Miss Van Lew was of inestimable aid to the Federal officers who escaped from Libby Prison, and in making the success of their plans a possibility. In her house were sheltered those who were not recaptured by the Confederates and returned to prison.
Another friend by whom Miss Van Lew was never forgotten was Admiral Dahlgren, of the United States Navy. She knew where the remains of Colonel Dahlgren had been hidden after his defeat and death in trying to capture Richmond, and she had his remains shipped to his father after the war was over. This act of kindness was highly appreciated by the old Admiral up to his death.
FRIENDLESS AND ALONE
Yet Miss Van Lew died friendless and alone. She was suspected by the authorities, but was not molested. One by one the friends of her youth, feeling themselves and their country outraged, dwindled away, and left her with only her thoughts for company.
The very doors of St. John’s Church, of which she was a regular attendant, were closed upon her. Children shrunk from her and even the servants whose cause she had espoused looked on her with distrust.
Eccentric as she was and as full as had been her life with plots and plans against her own people, she, no doubt, worked for the thing she believed to be right. Full of humanity, she has interested herself all through life in the sorrows and afflictions of others, visiting the jails and prisons for the last forty years, aiding in some way or another some unfortunate creature.

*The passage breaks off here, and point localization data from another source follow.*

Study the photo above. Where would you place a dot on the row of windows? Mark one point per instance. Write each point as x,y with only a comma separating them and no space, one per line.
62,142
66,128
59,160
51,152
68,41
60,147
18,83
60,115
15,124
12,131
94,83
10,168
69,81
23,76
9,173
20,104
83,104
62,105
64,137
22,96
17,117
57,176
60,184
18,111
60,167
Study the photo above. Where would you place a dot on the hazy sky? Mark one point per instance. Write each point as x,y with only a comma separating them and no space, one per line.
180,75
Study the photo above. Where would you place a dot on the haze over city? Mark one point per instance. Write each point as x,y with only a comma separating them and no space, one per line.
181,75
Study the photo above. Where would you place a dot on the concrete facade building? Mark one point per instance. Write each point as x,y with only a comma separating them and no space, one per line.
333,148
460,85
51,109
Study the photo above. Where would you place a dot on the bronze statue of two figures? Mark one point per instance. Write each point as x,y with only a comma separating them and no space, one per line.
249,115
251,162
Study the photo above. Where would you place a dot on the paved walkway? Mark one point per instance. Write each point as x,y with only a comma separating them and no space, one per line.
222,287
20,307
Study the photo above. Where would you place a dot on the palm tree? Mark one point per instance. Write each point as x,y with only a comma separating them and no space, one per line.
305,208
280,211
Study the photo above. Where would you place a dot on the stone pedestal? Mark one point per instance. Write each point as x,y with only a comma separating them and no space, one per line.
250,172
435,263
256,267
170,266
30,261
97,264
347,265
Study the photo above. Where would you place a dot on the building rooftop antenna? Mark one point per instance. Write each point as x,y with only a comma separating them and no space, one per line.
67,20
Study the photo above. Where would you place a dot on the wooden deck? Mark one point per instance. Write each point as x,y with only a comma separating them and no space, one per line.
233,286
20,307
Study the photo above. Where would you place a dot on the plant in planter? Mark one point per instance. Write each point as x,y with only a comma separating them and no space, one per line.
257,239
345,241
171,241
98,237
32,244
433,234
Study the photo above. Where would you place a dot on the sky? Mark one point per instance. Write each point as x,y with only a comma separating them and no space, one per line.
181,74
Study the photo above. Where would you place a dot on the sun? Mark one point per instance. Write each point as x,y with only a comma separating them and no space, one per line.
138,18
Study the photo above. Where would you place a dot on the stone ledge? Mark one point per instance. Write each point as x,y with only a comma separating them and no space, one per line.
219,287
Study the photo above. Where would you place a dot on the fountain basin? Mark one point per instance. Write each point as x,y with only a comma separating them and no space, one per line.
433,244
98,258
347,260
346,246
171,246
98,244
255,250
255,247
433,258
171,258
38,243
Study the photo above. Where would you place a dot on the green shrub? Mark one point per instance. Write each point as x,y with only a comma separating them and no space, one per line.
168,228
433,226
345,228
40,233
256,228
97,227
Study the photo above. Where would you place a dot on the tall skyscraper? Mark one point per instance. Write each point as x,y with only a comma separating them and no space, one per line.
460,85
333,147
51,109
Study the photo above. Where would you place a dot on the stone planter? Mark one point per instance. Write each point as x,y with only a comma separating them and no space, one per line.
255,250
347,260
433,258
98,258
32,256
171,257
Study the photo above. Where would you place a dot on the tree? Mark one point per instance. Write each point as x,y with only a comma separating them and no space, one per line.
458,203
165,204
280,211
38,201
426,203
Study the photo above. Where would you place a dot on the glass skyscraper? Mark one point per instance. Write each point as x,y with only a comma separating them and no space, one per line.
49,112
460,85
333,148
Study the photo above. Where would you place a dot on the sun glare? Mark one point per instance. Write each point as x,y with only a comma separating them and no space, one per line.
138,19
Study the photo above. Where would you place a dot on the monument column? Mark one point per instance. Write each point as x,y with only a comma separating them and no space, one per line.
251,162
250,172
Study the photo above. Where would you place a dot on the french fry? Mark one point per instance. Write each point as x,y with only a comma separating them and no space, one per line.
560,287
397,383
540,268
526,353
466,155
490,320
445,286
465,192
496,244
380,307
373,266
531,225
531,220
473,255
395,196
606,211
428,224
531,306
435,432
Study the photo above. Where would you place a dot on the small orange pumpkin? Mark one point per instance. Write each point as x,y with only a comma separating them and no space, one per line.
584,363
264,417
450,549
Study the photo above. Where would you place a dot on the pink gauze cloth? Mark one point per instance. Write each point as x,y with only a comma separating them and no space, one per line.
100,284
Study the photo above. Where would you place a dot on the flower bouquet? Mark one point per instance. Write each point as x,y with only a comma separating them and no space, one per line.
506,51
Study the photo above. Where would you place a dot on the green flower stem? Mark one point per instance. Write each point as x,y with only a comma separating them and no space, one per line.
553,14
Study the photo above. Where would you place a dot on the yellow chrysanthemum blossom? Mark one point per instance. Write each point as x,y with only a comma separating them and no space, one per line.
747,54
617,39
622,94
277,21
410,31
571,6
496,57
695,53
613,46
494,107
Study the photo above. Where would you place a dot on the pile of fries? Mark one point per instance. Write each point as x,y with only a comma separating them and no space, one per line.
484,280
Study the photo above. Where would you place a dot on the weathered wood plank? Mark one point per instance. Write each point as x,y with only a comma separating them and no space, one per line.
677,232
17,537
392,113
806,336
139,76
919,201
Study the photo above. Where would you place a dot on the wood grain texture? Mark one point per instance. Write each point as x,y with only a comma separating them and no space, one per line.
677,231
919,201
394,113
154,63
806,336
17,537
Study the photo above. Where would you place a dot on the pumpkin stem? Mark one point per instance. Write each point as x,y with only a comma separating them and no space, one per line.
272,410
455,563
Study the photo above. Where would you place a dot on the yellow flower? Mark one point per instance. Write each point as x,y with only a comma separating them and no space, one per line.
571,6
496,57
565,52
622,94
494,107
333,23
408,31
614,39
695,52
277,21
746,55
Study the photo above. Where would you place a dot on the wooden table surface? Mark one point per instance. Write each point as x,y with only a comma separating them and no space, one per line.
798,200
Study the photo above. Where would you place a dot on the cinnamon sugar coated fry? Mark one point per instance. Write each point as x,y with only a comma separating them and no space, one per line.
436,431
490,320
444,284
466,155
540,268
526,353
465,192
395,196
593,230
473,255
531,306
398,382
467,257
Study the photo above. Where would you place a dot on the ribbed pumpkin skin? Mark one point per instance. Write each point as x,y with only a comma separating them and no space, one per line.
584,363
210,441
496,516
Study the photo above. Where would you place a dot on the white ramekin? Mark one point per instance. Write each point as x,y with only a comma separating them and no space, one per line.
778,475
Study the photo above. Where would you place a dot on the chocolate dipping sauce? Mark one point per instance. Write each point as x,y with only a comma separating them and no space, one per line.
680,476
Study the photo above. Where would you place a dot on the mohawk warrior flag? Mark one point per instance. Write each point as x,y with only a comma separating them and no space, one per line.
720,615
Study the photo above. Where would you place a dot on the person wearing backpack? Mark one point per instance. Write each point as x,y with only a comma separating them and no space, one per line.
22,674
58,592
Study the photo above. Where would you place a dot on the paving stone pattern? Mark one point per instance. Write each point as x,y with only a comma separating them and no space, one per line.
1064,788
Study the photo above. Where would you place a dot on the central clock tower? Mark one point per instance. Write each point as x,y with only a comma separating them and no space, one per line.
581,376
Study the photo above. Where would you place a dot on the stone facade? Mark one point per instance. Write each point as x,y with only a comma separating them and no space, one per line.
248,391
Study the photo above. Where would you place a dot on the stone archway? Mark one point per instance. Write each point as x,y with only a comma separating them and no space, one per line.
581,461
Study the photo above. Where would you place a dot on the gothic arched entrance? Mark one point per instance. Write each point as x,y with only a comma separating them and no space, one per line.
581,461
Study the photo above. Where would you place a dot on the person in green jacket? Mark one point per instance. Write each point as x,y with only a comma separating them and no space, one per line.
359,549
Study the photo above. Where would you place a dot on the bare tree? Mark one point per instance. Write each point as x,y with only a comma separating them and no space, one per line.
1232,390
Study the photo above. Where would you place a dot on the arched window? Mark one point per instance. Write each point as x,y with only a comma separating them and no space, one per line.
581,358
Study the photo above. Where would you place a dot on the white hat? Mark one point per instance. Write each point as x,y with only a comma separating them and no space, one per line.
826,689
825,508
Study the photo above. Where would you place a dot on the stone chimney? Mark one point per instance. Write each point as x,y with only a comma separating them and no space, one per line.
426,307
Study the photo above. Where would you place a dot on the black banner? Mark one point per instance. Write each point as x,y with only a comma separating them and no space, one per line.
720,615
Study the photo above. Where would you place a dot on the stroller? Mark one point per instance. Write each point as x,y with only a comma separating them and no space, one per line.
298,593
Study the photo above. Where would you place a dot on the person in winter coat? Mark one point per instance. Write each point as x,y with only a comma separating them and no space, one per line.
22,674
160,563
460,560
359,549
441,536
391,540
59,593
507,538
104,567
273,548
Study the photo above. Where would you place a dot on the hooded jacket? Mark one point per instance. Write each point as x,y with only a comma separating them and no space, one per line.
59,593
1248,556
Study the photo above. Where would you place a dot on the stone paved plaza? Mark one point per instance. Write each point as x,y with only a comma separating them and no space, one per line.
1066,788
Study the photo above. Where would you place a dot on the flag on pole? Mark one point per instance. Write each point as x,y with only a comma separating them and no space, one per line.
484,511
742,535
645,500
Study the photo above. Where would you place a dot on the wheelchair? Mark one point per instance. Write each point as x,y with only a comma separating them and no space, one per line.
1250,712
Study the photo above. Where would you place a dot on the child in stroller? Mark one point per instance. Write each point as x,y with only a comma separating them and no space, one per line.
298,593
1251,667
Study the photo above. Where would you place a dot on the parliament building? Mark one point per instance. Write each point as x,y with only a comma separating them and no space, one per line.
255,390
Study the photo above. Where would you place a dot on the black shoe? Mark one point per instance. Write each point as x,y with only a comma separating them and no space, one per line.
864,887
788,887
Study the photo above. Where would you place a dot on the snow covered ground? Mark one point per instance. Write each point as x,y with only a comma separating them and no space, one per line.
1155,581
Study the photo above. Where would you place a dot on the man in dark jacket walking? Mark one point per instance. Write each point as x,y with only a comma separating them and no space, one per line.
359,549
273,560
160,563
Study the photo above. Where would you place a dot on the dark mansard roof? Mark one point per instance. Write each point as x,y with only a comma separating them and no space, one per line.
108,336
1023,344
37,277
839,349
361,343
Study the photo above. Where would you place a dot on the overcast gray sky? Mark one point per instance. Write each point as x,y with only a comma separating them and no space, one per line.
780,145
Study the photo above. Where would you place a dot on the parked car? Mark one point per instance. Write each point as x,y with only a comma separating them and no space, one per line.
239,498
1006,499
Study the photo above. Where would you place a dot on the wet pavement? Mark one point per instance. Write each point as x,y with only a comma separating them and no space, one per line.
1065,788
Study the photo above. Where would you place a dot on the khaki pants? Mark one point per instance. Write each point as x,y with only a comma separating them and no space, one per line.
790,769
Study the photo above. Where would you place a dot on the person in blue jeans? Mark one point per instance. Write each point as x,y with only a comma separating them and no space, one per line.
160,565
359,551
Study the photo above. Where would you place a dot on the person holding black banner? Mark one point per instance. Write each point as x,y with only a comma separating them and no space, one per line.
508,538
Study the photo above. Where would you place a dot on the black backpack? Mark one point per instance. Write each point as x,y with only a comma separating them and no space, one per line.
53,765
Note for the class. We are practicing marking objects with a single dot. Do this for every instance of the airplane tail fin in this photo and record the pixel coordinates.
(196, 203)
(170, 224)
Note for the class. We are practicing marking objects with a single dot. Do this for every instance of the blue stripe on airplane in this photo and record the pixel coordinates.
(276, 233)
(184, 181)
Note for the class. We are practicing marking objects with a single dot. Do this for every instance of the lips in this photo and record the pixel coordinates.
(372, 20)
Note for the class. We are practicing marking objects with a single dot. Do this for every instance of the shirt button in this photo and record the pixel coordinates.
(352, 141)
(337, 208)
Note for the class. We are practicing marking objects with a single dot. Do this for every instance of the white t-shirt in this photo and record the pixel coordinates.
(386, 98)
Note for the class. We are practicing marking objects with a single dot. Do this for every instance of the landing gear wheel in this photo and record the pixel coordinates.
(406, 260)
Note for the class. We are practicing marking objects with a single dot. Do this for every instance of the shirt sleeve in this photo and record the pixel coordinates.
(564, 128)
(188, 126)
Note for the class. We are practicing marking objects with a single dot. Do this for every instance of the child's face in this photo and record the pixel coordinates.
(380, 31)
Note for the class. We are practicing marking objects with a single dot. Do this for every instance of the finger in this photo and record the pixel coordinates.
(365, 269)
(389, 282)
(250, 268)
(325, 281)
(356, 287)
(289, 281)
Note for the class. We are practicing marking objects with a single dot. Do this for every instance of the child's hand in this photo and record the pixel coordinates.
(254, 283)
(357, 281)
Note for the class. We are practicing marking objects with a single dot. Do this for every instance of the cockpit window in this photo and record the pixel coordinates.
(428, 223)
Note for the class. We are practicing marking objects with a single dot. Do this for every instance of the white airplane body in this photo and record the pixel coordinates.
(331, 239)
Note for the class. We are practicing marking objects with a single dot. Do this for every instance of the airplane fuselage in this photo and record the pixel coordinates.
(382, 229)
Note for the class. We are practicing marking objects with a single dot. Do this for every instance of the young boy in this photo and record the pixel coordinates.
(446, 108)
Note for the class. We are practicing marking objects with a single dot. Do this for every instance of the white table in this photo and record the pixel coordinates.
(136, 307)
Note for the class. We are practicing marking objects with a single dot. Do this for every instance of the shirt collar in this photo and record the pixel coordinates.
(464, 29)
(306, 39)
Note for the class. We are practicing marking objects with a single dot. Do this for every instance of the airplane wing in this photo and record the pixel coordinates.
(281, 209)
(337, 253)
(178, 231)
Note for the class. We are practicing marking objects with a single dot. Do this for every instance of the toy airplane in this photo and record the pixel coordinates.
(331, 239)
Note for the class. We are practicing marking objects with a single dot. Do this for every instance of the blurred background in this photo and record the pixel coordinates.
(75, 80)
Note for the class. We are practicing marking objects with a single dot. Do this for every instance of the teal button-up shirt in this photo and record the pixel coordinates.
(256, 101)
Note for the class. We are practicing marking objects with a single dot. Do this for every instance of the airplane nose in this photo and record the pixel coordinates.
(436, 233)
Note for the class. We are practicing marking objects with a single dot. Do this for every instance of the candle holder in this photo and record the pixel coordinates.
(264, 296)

Up to the last year, in which her strength had perceptibly failed, although her mind was as active and her will as strong as ever, Miss Van Lew had been a familiar figure on the streets of Richmond. But here she was pointed out, not as the Federal spy—which fact is little known and even less remembered, not as a friend of the poor—but as “Miss Van Lew, the former postmistress, who every year protests against taxation without the right to vote.” As certain as her taxes were paid the “annual protest” was filed along with them. She was a strong believer in woman’s rights, but refused to ventilate her views on the subject.
For years it had been a constant scuffle to maintain the old home, and in her declining years it was offered for sale to the highest bidder, to whom the storied walls will have little to tell of the plottings and doings of other days.